Considering art. 90 of the Treaty on European Union as of March 25th 1957, the European transport market is regulated by European regulations. In this context the national law of Germany – MiLoG limits the provisions of the European regulations on market access and occupation of road transport, namely: Regulation (EC) no. 1071/2009 establishing common rules concerning the conditions to be complied with to pursue the occupation of road transport operator; Regulation (EC) no. 1072/2009 on the common rules for access to the international road haulage market goods; Regulation (EC). 1073/2009 on common rules for access to the international market for transport services by coach and bus
Law MiLoG infringes seriously the following European regulations:
- Article 56 of the Treaty on European Union on March 25th 1957, according to which the restrictions on freedom to provide services within the Union in respect of nationals of Member States who are established in a Member State other than that of a recipient of services are forbidden. Protectionist measures taken by Germany starting this year (MiLoG) seriously affects the freedom of services in the European market – a fundamental principle underpinning the European Union.

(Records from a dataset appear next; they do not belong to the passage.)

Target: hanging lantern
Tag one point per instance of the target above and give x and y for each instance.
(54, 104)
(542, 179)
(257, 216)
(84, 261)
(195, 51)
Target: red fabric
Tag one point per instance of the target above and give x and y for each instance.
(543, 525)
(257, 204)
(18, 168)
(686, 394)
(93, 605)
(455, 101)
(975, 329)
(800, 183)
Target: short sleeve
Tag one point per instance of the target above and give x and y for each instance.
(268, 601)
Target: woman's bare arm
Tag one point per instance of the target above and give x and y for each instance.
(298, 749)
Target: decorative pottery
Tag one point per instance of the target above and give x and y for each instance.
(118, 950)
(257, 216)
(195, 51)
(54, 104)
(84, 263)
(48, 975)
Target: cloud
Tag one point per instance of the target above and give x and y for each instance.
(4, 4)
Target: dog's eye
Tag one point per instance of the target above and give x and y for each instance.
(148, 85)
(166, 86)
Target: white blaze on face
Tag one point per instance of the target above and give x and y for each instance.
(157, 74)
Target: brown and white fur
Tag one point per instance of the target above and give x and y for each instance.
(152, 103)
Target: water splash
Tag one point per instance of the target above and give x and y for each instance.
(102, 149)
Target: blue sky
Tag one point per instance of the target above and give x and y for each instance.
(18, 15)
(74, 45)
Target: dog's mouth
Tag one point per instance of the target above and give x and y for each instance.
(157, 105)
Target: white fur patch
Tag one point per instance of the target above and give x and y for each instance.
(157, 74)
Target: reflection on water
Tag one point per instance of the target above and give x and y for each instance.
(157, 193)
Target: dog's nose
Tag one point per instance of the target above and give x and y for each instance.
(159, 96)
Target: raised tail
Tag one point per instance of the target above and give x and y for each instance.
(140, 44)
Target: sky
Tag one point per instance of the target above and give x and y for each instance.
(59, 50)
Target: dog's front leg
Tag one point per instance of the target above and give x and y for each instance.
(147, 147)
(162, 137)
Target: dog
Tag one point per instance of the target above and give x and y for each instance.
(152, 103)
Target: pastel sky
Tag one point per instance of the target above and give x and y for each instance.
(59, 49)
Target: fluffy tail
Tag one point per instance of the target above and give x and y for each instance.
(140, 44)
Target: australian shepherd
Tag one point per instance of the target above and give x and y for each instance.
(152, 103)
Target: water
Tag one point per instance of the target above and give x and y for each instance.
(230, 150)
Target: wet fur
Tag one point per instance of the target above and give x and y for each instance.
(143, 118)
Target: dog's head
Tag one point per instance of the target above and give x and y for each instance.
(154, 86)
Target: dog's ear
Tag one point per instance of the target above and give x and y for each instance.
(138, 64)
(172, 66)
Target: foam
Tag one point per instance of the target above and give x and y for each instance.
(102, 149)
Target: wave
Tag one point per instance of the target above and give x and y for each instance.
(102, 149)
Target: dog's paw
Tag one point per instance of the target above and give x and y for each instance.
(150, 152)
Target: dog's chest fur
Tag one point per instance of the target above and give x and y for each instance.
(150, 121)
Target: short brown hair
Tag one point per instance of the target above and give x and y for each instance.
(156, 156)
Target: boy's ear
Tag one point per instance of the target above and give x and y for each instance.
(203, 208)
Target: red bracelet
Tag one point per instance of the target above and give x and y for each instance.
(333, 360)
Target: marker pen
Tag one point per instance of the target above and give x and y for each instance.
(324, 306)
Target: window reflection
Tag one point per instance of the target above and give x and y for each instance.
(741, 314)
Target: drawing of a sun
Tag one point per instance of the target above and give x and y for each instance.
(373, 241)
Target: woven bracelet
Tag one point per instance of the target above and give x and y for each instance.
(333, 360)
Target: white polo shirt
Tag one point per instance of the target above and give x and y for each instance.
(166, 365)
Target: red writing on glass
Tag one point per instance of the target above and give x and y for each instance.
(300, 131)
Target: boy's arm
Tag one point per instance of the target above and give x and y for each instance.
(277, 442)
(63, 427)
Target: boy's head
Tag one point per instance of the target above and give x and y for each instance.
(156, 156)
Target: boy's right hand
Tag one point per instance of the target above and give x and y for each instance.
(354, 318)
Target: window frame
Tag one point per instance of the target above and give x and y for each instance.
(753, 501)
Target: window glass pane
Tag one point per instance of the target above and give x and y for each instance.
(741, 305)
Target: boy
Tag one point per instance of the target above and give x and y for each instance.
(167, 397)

- Article 8 of Regulation (EC) no. 593/2008 on the law applicable to contractual obligations (Rome I), which states that the law applicable to the individual employment contract is the law of the country where the employee habitually carries out his work in performance of the contract – namely the Romanian legislation and not the German law (MiLoG) for Romanian drivers
- Article 9 of Regulation No. 1072/2009 of October 21st, 2009 on common rules for access to the international road haulage market commodity – that the rules applicable to cabotage operations do not include national law enforcement of the minimum wage in the host Member State road haulage operators resident who carries out host cabotage in the State;
- Article 1 of Directive 96/71 / EC on the detached workers – namely the drivers of buses and coaches can not be employed within the scope of this Directive because they can not be considered as detached workers, given both the temporary nature of transport operations international incur in Germany and that drivers remain employees of transport in Romania.

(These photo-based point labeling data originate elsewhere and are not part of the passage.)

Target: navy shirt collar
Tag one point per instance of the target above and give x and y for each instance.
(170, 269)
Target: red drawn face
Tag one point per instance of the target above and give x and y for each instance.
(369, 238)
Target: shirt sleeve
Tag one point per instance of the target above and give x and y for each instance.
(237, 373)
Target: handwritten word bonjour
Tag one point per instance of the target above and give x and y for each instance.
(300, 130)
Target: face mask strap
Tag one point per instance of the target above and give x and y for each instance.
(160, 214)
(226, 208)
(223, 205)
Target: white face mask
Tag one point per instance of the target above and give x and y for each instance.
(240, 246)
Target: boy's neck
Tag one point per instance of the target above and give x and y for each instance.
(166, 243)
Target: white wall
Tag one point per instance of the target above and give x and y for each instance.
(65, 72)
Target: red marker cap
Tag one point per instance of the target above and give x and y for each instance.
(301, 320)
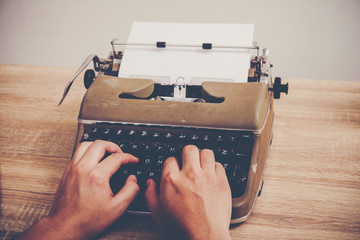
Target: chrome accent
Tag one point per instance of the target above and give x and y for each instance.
(116, 42)
(77, 73)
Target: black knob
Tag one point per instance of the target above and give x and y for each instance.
(89, 77)
(279, 88)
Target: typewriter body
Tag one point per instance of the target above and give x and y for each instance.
(154, 121)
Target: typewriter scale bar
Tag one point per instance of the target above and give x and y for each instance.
(154, 144)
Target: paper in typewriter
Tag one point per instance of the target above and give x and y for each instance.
(193, 65)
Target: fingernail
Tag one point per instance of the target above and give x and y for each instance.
(133, 178)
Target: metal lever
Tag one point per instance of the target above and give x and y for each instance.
(90, 58)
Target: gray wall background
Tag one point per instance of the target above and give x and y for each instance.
(317, 39)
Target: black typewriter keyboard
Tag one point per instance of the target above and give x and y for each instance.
(153, 145)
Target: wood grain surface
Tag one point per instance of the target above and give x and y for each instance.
(312, 177)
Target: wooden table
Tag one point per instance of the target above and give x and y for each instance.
(312, 180)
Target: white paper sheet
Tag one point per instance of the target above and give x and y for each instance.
(167, 65)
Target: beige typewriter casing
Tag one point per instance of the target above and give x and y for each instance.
(246, 106)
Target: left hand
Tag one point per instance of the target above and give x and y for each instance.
(84, 203)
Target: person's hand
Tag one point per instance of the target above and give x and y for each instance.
(84, 204)
(194, 202)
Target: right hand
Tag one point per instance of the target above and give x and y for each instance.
(194, 202)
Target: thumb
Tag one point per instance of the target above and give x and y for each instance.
(152, 197)
(127, 194)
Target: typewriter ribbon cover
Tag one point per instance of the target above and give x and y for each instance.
(151, 115)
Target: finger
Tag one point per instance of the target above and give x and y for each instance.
(113, 162)
(96, 152)
(152, 197)
(80, 150)
(220, 171)
(127, 194)
(170, 166)
(207, 160)
(191, 157)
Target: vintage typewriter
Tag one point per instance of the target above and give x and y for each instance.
(155, 121)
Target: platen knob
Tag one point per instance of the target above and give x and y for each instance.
(89, 77)
(279, 88)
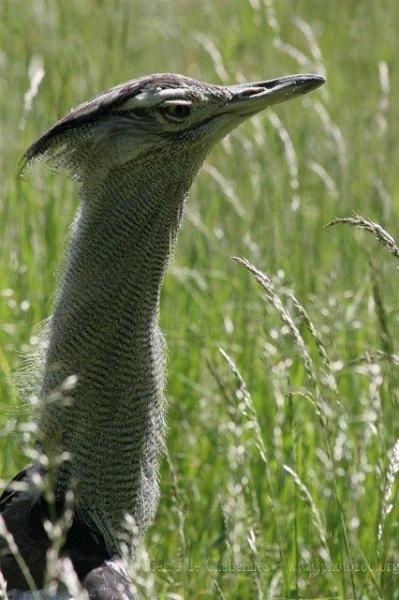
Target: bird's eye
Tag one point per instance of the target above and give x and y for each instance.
(176, 111)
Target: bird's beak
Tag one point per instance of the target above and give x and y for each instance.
(249, 98)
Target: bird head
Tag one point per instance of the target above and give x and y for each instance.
(164, 115)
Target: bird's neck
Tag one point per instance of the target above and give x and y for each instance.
(104, 371)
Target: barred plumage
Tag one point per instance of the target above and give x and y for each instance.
(135, 151)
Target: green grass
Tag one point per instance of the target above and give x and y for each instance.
(286, 471)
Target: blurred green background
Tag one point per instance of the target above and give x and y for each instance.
(323, 528)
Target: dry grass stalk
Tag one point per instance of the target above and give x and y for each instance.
(379, 232)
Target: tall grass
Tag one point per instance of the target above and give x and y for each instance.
(282, 466)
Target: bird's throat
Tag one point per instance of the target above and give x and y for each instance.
(106, 345)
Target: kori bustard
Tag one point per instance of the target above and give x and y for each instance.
(135, 151)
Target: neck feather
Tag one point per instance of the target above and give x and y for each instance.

- Charter of Fundamental Rights of the European Union (2010 / C 83/02).
In light of the above, we request the European Parliament to urgently undertake all necessary legal and institutional dialog steps to avoid penalizing abusively the Romanian road transport operators by the German authorities for not applying the minimum wage law in Germany, taking into consideration that:
– as employees of transport companies in Romania, Romanian drivers are paid according to the contract of employment and Romanian legislation applicable
– until now the German authorities have not provided clear and comprehensive information on the enforcement of the minimum wage foreign carriers, although entered into force since the beginning of this year;
– for transit operations there is no competition with the resident carriers – either the carriage of goods or for the transport of persons
– The fact that transport operations whose destination / origin Germany – this constitutes a barrier and an obstruction of the free movement of services in the EU
– The fact that including cabotage operations are regulated by European rules and national law is not entitled to bring limitations common European provisions.
We request to the European Parliament to stop MiLoG!
If the EU rules are established by the European Parliament and the European Commission and not the German Bundestag, then MiLoG to be suspended pending clarification of this issue at EU level.
We ask the European Parliament to repeal the application of MiLoG for road transport companies from countries other than Germany!